Brisette and Sullivan resigned from their jobs with the city, the mayor's office said Wednesday. They had been on paid leave.

Walsh, who wasn't called to testify during the two-week trial, said he was "surprised and disappointed" after the verdict came down.

"I have made clear from the beginning that there is only one way to do things in my Administration and that is the right way," Walsh said in a statement. "I have always believed that their hearts were in the right place. We have taken several measures at the City of Boston to ensure that every employee has the right tools and training to perform at the highest ethical standards, which has always been my expectation."

The jury began deliberating Tuesday, after hearing closing arguments from both sides.
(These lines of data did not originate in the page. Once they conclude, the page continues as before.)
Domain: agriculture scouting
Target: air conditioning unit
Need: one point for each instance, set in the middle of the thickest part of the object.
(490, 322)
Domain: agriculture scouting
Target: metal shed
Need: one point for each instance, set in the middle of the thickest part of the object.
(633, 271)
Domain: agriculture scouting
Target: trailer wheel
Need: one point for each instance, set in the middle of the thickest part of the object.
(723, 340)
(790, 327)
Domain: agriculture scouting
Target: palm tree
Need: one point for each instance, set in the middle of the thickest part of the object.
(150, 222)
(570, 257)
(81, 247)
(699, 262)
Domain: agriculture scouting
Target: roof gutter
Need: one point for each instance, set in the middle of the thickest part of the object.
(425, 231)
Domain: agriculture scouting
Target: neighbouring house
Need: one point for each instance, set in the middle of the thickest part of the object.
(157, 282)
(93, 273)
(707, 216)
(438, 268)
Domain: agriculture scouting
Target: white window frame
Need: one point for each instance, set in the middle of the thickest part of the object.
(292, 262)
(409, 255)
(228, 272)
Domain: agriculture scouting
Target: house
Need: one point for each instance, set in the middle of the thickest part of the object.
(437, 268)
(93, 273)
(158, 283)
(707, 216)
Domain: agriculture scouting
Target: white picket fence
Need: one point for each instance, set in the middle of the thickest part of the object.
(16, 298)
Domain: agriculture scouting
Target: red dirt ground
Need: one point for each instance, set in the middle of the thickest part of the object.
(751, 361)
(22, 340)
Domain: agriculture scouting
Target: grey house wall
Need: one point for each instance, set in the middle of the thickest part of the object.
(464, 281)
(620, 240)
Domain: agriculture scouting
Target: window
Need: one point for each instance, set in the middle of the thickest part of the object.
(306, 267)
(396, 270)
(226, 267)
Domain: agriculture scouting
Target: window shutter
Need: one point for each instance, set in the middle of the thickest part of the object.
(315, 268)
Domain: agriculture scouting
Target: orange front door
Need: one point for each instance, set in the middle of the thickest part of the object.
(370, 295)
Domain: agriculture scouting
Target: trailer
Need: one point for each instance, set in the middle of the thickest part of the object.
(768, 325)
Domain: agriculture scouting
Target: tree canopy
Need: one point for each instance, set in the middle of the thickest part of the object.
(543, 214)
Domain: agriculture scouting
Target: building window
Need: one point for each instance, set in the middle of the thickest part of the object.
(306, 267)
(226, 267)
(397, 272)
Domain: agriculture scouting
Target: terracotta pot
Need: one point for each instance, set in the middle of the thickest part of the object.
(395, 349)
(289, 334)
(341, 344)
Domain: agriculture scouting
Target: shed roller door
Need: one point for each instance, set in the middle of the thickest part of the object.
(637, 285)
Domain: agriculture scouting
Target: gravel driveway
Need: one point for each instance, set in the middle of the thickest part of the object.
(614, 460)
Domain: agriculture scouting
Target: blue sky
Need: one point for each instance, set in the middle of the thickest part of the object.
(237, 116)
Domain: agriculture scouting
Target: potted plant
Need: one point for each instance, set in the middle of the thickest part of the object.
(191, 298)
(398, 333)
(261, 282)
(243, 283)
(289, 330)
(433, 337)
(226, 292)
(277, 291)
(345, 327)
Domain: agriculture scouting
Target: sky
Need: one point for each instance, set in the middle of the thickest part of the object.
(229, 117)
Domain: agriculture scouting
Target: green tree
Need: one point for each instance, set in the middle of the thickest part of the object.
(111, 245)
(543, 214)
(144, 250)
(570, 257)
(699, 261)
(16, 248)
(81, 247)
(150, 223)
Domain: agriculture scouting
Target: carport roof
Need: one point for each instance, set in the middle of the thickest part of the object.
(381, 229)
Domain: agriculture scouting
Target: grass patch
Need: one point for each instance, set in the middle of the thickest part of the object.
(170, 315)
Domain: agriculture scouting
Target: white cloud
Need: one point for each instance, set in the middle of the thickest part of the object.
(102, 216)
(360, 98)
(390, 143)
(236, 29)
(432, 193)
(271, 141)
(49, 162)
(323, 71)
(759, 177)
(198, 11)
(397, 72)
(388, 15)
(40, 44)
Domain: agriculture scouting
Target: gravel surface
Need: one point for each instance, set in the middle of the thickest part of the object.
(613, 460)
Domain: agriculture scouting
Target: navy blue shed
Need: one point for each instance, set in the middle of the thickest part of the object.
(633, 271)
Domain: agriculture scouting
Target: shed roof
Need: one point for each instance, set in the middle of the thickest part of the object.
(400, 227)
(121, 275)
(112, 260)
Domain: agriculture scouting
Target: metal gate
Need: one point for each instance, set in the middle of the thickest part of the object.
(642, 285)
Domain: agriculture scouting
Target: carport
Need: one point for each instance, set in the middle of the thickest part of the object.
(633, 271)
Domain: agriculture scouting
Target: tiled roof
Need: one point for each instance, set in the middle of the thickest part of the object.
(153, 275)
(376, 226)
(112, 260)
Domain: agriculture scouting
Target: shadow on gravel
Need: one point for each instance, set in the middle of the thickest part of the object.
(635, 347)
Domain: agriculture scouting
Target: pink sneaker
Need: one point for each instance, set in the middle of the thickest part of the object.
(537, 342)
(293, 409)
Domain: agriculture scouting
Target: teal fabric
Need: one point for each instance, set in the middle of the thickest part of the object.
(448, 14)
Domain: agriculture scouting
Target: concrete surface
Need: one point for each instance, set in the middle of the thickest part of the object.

The 12-member panel on Wednesday morning asked for the judge's guidance on avoiding the media after the trial is over.

Judge Leo Sorokin had told jurors they need to decide whether Brisette and Sullivan had threatened to inflict "economic harm" on Crash Line, the production company that staged the 2014 Boston Calling festival.

He also said they need to consider whether those threats affected Crash Line's bottom line. The three-day event took place on City Hall Plaza in September 2014 and included about two dozen acts, including The National, Lorde, Nas and The Roots.

Assistant U.S. Attorney Laura Kaplan, in her closing argument, said Tuesday that Brissette and Sullivan had pressured concert organizers into hiring union workers in an effort to "curry favor" with Walsh, a former Democratic state lawmaker and longtime labor union executive.

Federal prosecutors said the two men wanted the organizers to hire members of the International Alliance of Theatrical Stage Employees and warned that labor unions would likely protest the festival if they refused.

Brissette and Sullivan's lawyers argued that the two men were simply asking concert promoters to consider hiring unionized workers in order to avoid a potentially embarrassing union protest, complete with a large inflatable rat.

The production company ultimately hired nine union members and secured the necessary permits.

Brissette and Sullivan's lawyers called on former Police Commissioner William Evans.

Evans, who stepped down last year to head up security at Boston College, testified he had a testy meeting with concert promoters ahead of the event that had nothing to do with hiring union workers.

He said he wanted to impose restrictions on alcohol sales on the festival grounds following reports of excessive drinking and minors drinking alcohol during the prior Boston Calling festival, which had been held that May.

Another former city official also testified that neither of the two men on trial had a say in the entertainment license the festival ultimately received.

The trial came after a federal appeals court earlier this year reversed a 2018 ruling dismissing the case.

The appeals court said Sorokin had misinterpreted the law when he ruled that federal prosecutors would be required to prove the defendants personally benefited from the hiring of union workers.